Common environment variables:
OMICSCLAW_MEMORY_DB_URL- database URL, for example
sqlite+aiosqlite:///bot/data/memory.db
- database URL, for example
OMICSCLAW_MEMORY_API_TOKEN- bearer token for the REST API when exposing it beyond localhost
- also protects
/docsand/openapi.jsonwhen enabled
OMICSCLAW_MEMORY_HOST- optional bind host, default
127.0.0.1
- optional bind host, default
OMICSCLAW_MEMORY_PORT- optional API port override
import asyncio
from omicsclaw.memory import MemoryClient, SessionContext
async def main():
client = MemoryClient("sqlite+aiosqlite:///bot/data/memory.db")
await client.boot()
context = SessionContext(domain="session", path="user123/analysis_run")
await client.remember(
context=context,
name="pipeline_result",
content={"status": "success", "artifact": "output/result.h5ad"},
metadata={"skill": "spatial-preprocess"},
)
result = await client.recall(context, "pipeline_result")
search_results = await client.search(context, query="pipeline_result")

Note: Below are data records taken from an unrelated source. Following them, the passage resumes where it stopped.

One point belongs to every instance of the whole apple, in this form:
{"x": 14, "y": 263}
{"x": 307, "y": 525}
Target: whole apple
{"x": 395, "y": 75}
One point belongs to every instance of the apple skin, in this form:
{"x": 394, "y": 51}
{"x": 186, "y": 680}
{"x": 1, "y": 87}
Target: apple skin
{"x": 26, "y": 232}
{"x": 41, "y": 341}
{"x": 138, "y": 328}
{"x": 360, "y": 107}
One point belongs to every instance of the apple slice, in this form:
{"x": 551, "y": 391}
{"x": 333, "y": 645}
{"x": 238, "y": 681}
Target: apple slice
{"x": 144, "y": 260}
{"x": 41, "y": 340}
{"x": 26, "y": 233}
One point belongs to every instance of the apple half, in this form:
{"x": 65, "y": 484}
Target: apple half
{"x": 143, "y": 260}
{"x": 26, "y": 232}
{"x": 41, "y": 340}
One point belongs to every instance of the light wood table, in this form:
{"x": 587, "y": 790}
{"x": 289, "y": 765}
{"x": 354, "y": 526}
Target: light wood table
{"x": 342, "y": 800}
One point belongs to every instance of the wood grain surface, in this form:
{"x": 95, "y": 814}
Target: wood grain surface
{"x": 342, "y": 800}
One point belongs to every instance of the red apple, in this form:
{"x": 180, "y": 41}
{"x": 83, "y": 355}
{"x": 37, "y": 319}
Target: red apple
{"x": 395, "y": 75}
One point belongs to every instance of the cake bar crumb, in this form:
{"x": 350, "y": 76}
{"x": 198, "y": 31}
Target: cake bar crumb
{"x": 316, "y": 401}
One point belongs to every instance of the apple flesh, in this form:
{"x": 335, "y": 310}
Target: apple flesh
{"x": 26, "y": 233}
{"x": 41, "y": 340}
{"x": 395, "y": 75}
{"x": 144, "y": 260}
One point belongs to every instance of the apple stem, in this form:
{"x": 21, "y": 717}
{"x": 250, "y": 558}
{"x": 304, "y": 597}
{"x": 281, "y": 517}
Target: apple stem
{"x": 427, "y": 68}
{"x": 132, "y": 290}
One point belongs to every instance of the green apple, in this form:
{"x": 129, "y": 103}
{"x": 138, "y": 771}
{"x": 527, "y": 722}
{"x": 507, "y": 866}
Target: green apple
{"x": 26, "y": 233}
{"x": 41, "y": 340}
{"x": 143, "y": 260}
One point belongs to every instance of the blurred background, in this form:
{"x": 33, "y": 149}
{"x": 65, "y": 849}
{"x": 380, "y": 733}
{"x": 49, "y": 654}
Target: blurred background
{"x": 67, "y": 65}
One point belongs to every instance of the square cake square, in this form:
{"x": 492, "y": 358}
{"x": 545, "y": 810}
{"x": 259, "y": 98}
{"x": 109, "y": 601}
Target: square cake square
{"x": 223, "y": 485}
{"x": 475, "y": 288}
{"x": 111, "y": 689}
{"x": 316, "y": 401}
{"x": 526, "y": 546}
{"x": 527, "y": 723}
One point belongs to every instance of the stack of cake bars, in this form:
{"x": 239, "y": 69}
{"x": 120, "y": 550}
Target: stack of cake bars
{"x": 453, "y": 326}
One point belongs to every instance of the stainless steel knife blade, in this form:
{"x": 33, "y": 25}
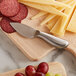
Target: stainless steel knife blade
{"x": 24, "y": 30}
{"x": 29, "y": 32}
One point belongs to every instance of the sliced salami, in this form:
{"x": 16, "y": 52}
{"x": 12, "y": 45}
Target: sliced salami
{"x": 9, "y": 7}
{"x": 5, "y": 25}
{"x": 22, "y": 13}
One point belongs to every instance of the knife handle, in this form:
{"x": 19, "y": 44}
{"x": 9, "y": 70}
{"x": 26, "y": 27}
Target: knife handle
{"x": 55, "y": 41}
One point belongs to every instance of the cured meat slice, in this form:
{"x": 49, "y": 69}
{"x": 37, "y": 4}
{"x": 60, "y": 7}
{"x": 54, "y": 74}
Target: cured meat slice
{"x": 9, "y": 7}
{"x": 22, "y": 13}
{"x": 5, "y": 25}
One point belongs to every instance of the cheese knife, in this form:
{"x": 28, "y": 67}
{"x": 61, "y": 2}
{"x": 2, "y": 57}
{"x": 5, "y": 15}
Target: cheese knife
{"x": 30, "y": 32}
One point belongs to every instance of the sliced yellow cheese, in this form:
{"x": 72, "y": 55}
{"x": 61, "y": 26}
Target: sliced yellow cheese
{"x": 60, "y": 29}
{"x": 39, "y": 15}
{"x": 72, "y": 25}
{"x": 56, "y": 28}
{"x": 65, "y": 1}
{"x": 46, "y": 8}
{"x": 52, "y": 22}
{"x": 48, "y": 2}
{"x": 49, "y": 17}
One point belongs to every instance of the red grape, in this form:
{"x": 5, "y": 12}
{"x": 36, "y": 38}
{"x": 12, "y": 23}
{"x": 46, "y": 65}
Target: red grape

print(result, search_results)
asyncio.run(main())from omicsclaw.memory import write_scoped_memory
record = write_scoped_memory(
body="Use Harmony before clustering for this project.",
title="Project integration default",
scope="project",
workspace="/path/to/workspace",
)
print(record.path)Interactive CLI and TUI sessions expose scoped-memory management through slash-command support in omicsclaw/interactive/_memory_command_support.py.
That lets users:
- list local memory
- write new scoped-memory notes
- switch active scope
- inspect the effective memory context for the current session
The prompt/runtime guardrails expect memory to be used conservatively.
Good candidates for memory:
- stable preferences
- confirmed scientific or workflow context
- durable project conventions
- verified analysis lineage
Bad candidates for memory:
- secrets
- raw patient identifiers
- temporary file paths copied from transient environments
- one-off failures
- speculative annotations
Older bot memory integrations are still supported through compatibility layers such as CompatMemoryStore, which map older interfaces into the graph-memory backend.
OmicsClaw's memory model is intentionally layered:
- graph memory for durable, cross-session knowledge
- scoped memory for local workspace knowledge
The runtime can selectively recall both layers and inject only the relevant summaries into prompt context, which is what makes the system useful without letting memory dominate prompt budget.